At first glance, this makes gshare seem like improvement.
And we can even come up with some examples to demonstrate this.
gshare is better
Same branch history, different predictions
With gshare, two different addresses with the same branch history
will always map to different keys: this is important
for prediction accuracy when the two branches have
different outcomes.
Branch address history gshare concat actual
A 1010 1011 0001 1011 0
B 1110 1011 0100 1011 1
gshare disambiguates the two branches
with different outcomes, while concatenation does not.
Using more history bits
Let’s assume we have a branch history pattern like this:
1101 1101 1101 1101...
With a 1-bit prediction table, long-term gshare has 100%
prediction accuracy, while concatenation has 50% accuracy.
address history gshare concat actual
1010 1101 0111 1001 1
1010 1110 0100 1000 1
1010 0111 1101 1011 0
1010 1011 1000 1011 1
The reason is that the 0111 and 1011 histories alias.
Because the actual result alternates between 0 and 1,
the prediction bit alternates as well.
Even if we used 2-bit saturation counter, we would only improve
the accuracy to 75%.
gshare is worse
However, we can also come up with an example where gshare
does worse than concatenation. Two keys in the branch
prediction table will collide in gshare
when the address of one equals the history of the other (and vice versa):
branch address history gshare concat actual
A 0011 1100 0000 1100 1
B 1100 0011 0000 0011 0
In this case, both branches map to the same prediction entry (0000)

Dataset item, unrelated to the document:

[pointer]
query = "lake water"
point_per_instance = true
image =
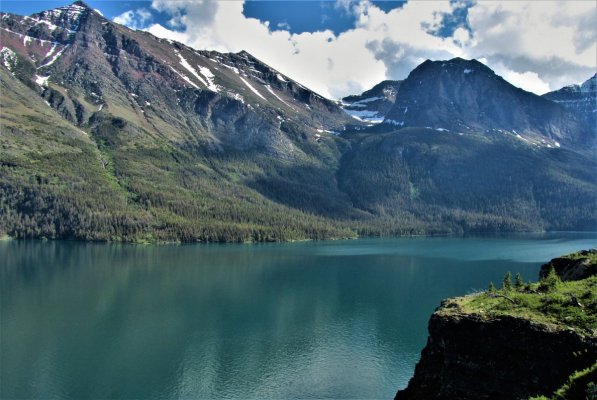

even though they have different behaviors. Concatenation keeps them
separate because it uses different bits from the address and history.
So if the branch was running in a way where branch A was always executed
before branch B, the prediction accuracy of gshare would be 0%!
Given the intuitive argument for gshare,
it might be surprising to see a case when gshare does worse.
But should any of these examples really convince us that
gshare is better or worse than concatenation?
Are these examples typical or edge-cases?
Let’s analyze this mathematically by starting with clear assumptions.
Mathematical proof that gshare is worse
Let’s define a “program” as a set branches, each with a unique n-bit address.
Each address has a random n-bit history.
As we saw in the examples, one dimension of poor branch prediction performance is key collisions.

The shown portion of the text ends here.